Article mentions lsof but doesn't go too deeply into it. lsof has an absolute _plethora_ of options and has been pretty indispensable to me. i.e. lsof -i (much akin to netstat), -u <user> (all files open by a particular user), etc etc. Check the man page :)
If you haven't seen Brendan Gregg's Linux performance tools page & slides, you should check it out. He explores a wide variety of great stuff, especially perf and ftrace (as mentioned in the article) as well as a few dozen others that he describes in lesser detail: http://www.brendangregg.com/linuxperf.html
I will just mention Sysdig for the ones who don't know about it already (http://www.sysdig.org/). It's really the swiss knife of monitoring tools, you can have any kind of information you can think of. If you have not already installed it, give it a try !

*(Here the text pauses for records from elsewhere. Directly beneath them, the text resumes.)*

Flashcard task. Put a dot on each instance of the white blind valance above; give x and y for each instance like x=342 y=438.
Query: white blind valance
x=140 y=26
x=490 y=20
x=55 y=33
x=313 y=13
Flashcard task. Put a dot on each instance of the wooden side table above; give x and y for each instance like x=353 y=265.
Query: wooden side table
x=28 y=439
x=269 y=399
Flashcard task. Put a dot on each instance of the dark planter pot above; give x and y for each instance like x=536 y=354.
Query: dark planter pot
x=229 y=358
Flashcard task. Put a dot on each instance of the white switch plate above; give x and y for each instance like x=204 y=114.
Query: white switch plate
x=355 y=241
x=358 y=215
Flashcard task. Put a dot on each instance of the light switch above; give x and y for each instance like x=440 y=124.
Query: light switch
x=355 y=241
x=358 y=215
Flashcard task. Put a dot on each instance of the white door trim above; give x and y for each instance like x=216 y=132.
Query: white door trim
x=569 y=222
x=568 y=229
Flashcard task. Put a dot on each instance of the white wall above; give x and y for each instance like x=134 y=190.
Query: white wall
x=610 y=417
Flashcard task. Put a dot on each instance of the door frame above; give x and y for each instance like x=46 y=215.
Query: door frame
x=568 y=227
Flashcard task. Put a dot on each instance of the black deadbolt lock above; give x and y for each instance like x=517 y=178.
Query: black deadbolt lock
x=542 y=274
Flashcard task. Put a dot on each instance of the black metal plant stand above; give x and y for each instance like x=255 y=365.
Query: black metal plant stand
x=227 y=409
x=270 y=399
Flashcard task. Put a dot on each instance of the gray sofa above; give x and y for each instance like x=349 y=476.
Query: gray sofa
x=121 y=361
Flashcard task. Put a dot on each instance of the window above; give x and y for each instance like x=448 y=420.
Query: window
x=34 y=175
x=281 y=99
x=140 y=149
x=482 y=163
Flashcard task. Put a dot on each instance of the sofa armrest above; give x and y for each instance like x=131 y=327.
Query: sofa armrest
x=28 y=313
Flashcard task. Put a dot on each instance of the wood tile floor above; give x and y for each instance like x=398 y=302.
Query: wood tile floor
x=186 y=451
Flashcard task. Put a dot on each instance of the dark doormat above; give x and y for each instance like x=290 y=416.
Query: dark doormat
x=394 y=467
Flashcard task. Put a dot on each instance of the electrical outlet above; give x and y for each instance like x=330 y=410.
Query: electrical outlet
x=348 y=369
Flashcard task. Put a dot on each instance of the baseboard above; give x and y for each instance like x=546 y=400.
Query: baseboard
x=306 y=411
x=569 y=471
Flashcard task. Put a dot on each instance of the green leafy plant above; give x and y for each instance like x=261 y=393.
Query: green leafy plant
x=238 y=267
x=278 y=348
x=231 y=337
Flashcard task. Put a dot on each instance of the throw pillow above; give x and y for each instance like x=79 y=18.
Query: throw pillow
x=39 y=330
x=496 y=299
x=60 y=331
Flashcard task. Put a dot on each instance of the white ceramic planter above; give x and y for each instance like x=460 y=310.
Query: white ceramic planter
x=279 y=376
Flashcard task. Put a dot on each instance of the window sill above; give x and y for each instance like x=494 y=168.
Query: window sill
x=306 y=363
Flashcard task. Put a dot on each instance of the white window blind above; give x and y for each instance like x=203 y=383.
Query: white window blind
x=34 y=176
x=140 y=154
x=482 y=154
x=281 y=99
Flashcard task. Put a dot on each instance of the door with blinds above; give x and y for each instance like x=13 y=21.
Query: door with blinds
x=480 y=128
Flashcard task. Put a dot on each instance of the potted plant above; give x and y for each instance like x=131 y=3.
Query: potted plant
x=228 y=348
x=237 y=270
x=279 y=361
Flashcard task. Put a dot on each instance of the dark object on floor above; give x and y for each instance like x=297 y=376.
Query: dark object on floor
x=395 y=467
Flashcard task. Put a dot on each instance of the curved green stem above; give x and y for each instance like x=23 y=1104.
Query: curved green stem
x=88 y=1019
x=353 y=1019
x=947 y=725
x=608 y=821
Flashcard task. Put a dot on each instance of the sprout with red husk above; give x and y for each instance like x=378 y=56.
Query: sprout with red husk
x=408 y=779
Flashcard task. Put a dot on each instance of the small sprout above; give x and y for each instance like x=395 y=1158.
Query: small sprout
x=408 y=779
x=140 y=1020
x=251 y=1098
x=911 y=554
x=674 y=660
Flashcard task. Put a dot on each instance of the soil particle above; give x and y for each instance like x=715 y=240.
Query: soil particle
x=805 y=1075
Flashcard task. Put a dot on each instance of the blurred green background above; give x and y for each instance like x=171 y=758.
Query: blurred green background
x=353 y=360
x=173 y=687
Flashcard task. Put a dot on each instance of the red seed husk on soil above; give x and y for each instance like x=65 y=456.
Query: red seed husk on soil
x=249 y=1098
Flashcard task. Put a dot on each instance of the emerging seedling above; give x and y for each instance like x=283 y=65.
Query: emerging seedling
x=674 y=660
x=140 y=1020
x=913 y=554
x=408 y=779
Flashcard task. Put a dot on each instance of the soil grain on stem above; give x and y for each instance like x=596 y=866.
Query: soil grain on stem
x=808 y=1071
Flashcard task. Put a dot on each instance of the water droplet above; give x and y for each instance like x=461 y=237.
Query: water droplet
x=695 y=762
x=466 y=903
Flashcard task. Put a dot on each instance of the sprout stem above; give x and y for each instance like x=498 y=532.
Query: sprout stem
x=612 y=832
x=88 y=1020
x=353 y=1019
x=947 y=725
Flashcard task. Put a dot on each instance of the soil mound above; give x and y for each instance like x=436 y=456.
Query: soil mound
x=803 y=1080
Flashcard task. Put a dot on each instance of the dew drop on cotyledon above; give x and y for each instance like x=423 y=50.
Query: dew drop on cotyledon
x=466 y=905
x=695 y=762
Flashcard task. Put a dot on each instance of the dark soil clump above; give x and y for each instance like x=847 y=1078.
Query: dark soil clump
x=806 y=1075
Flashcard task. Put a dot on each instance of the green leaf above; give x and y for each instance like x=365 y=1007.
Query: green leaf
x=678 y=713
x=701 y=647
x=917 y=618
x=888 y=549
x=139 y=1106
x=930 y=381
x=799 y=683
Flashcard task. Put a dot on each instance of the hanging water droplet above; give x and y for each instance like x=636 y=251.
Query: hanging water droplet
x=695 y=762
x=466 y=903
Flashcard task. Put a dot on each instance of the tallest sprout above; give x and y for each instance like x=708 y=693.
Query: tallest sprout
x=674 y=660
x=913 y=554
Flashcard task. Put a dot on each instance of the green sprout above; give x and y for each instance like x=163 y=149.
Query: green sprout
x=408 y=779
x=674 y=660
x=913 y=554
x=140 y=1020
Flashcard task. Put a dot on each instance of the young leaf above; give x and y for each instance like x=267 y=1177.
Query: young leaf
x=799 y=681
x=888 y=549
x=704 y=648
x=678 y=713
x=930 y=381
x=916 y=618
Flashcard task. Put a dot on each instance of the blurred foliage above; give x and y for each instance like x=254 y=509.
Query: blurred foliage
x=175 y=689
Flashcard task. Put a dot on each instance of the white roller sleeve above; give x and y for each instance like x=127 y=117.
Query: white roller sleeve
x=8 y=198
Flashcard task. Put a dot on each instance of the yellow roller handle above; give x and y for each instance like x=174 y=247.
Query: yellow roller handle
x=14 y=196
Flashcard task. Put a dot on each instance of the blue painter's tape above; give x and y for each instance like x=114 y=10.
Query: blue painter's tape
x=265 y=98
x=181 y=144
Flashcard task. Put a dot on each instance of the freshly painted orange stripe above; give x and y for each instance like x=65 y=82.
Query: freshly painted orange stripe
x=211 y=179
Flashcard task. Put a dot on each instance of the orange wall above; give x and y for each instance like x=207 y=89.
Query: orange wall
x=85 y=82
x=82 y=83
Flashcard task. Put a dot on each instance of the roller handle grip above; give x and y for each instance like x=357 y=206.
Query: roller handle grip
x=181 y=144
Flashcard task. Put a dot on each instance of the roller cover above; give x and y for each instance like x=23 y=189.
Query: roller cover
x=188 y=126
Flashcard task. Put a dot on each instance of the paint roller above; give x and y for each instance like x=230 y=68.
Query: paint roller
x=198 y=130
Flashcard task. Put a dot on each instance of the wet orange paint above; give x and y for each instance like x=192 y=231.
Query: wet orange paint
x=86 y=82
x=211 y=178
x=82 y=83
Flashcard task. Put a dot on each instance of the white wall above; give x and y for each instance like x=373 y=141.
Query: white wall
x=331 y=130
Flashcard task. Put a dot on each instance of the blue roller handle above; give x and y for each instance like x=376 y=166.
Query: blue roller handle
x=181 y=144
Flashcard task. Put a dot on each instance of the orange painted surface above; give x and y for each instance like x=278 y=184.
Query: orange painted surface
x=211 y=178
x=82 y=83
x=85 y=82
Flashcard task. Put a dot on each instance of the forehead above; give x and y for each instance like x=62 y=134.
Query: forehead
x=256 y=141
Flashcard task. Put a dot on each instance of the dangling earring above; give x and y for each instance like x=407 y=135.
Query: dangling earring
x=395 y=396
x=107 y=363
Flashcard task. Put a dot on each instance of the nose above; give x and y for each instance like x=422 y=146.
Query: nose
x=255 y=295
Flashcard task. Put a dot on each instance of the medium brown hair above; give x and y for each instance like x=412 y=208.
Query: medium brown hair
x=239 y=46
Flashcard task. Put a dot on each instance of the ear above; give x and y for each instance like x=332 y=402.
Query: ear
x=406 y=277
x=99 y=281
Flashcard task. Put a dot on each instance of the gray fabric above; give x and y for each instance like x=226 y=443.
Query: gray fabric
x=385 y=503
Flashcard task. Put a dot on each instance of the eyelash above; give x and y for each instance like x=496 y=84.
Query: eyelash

And contains more information, too. Before ss, it was close to impossible to know what the other end of a unix socket was for a given connection (except wild guesses from the ids in /proc/pid/fd).
vmstat [1] is also a very useful command. It shows various essential statistics in a very compact one line display and optionally repeats this every [interval]. I often start something running while vmstat is giving me stats in another window every few seconds.
pidstat! It's like top, except it prints a continuous log of everything that used CPU (or I/O with -d, etc.) since the last sample. It's the only too, I know that can show per-process I/O activity. Requires root access, unlike top.